Paul Steinhardt (BS ’74) once imagined a kind of crystal that was not supposed to exist in nature. Decades later, with the help of an Italian mineralogist, he found one. Tracing its origins would take Steinhardt, his son Will (BS ’11), and an international team of researchers to one of the most remote parts of the world, and open new mysteries about the formation of the solar system.


In the fall of 2008, Luca Bindi sat in his lab at the Museum of Natural History at the University of Florence in Italy, poring over data analysis. Then the head of mineralogy, Bindi was conducting a series of X-ray analyses on a selection of micromounts, tiny rock samples displayed in showcases in the museum’s main exhibition hall, specks only a bit larger than grains of sand. One of the samples, catalog number 46407/G, made him sit up straight. If he was reading the data correctly—and he was pretty sure he was—46407/G exhibited properties strongly indicative of an incredibly rare type of matter: a quasicrystal. 

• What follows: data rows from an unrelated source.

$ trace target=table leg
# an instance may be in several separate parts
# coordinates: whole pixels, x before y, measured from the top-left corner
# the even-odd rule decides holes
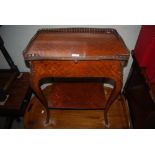
[[[38,77],[35,77],[35,76],[30,77],[31,88],[33,89],[37,98],[43,104],[43,106],[46,110],[46,123],[49,123],[50,113],[49,113],[49,109],[48,109],[48,102],[47,102],[47,100],[39,86],[39,81],[40,81],[40,78],[38,78]]]
[[[109,121],[108,121],[108,111],[109,111],[109,108],[111,107],[112,103],[115,101],[115,99],[118,97],[118,95],[120,94],[121,92],[121,88],[122,88],[122,78],[121,76],[117,76],[117,77],[114,77],[113,80],[115,81],[115,84],[114,84],[114,88],[111,92],[111,95],[106,103],[106,107],[105,107],[105,110],[104,110],[104,120],[105,120],[105,126],[108,128],[109,127]]]

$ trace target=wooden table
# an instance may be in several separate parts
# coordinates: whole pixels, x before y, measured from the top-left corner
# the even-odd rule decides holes
[[[103,109],[107,113],[121,92],[123,65],[127,48],[114,29],[66,28],[39,30],[24,52],[31,68],[30,83],[46,110]],[[45,96],[41,80],[52,81],[51,95]],[[104,79],[113,81],[114,89],[106,100]]]

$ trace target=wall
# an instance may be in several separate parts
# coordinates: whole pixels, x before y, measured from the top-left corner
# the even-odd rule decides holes
[[[22,52],[27,46],[29,40],[40,28],[55,28],[55,27],[98,27],[98,28],[115,28],[118,33],[124,39],[129,50],[134,49],[136,40],[140,31],[141,26],[137,25],[59,25],[59,26],[45,26],[45,25],[20,25],[20,26],[2,26],[0,27],[0,35],[2,36],[5,47],[8,50],[10,56],[12,57],[15,64],[18,66],[20,71],[29,71],[26,67]],[[127,67],[124,69],[124,79],[125,83],[130,67],[132,64],[132,58],[130,57]],[[0,68],[8,68],[7,63],[5,62],[2,54],[0,53]]]

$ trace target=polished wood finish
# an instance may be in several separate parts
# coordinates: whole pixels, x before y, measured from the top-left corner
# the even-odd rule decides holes
[[[47,97],[40,89],[42,79],[47,77],[112,79],[114,89],[102,108],[108,125],[107,113],[121,91],[122,67],[129,57],[127,48],[116,30],[87,28],[40,30],[26,48],[24,57],[31,68],[31,88],[46,109],[47,123],[50,115]]]
[[[52,86],[44,89],[45,96],[50,95]],[[111,89],[105,88],[106,99]],[[45,108],[34,96],[24,116],[24,127],[27,129],[105,129],[103,110],[60,110],[50,109],[50,120],[46,124]],[[118,97],[109,113],[110,129],[130,128],[127,103]]]
[[[49,108],[104,109],[106,106],[102,83],[54,83],[48,90]]]
[[[40,30],[24,52],[26,60],[127,60],[127,48],[114,29],[66,28]],[[74,55],[76,54],[76,55]]]

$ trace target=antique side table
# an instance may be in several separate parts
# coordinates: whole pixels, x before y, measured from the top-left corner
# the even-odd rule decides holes
[[[114,29],[62,28],[42,29],[24,51],[30,84],[46,109],[103,109],[107,113],[121,92],[123,65],[128,50]],[[51,95],[45,96],[41,80],[51,78]],[[103,78],[114,81],[108,99],[104,96]],[[63,80],[62,80],[63,79]]]

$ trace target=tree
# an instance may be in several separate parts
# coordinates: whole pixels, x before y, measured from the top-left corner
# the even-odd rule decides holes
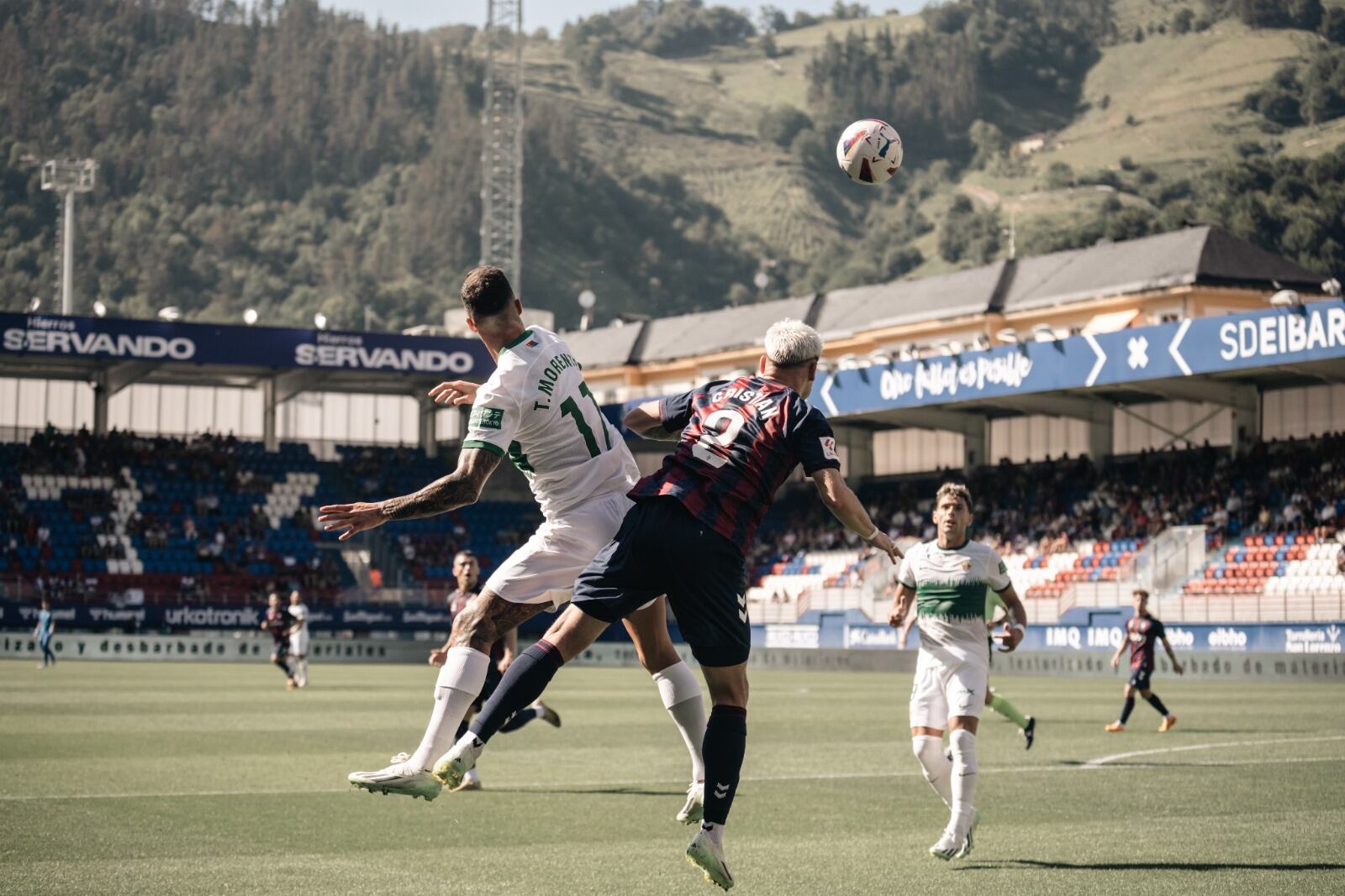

If so, it would be the first natural quasicrystal ever discovered. 

Quasicrystals were not supposed to exist naturally. In fact, up until three decades ago, they weren’t supposed to exist at all. The laws that govern the structure of crystals dictate that they exhibit certain properties, including specific symmetries. Quasicrystals defy such boundaries, with compositions unlike any of their brethren. Their initial discovery in 1984 stirred deep controversy and overturned existing preconceptions about matter. Still, they are exceedingly rare, and had only been made in laboratories under tightly controlled conditions. So it then became the common wisdom that nature must not have elected to make them. If this sample was actually a quasicrystal, and if it was naturally made, it would contradict what had for nearly a century been considered a fundamental law.

Sample 46407/G might change the way we look at the world.

Bindi put his findings into an email a few days later. “The results are incredibly promising,” he wrote—the science-speak equivalent of “Eureka!”


Forbidden Symmetries

Across the Atlantic, Bindi’s email pinged the inbox of Paul Steinhardt (BS ’74), a theoretical physicist and cosmologist at Princeton University. Steinhardt is a warm but quiet man, pensive and careful with his words. As the director of the Princeton Center for Theoretical Science, he is also regarded as one of the nation’s leading cosmologists, widely known for developing the first working model of cosmic inflation (and then decades later recanting it in favor of a radically different theory). 

Steinhardt also happens to be one of the world’s foremost authorities on quasicrystals; three decades ago, he practically coined the term.

So what exactly is a quasicrystal?

When most people think of a crystal, they conjure up images of jewelry cases filled with multihued minerals with sharp, angular edges. It turns out that these shapes are the result of their atomic structures, which arrange into neat, regular, and repeating geometrical patterns. Now think of tiles spread across the surface of a floor: Depending on the shape of the tiles, the pattern produces certain symmetries. While there are thousands of crystals, their shapes can be grouped into only four specific symmetries—either two-, three-, four-, or six-fold.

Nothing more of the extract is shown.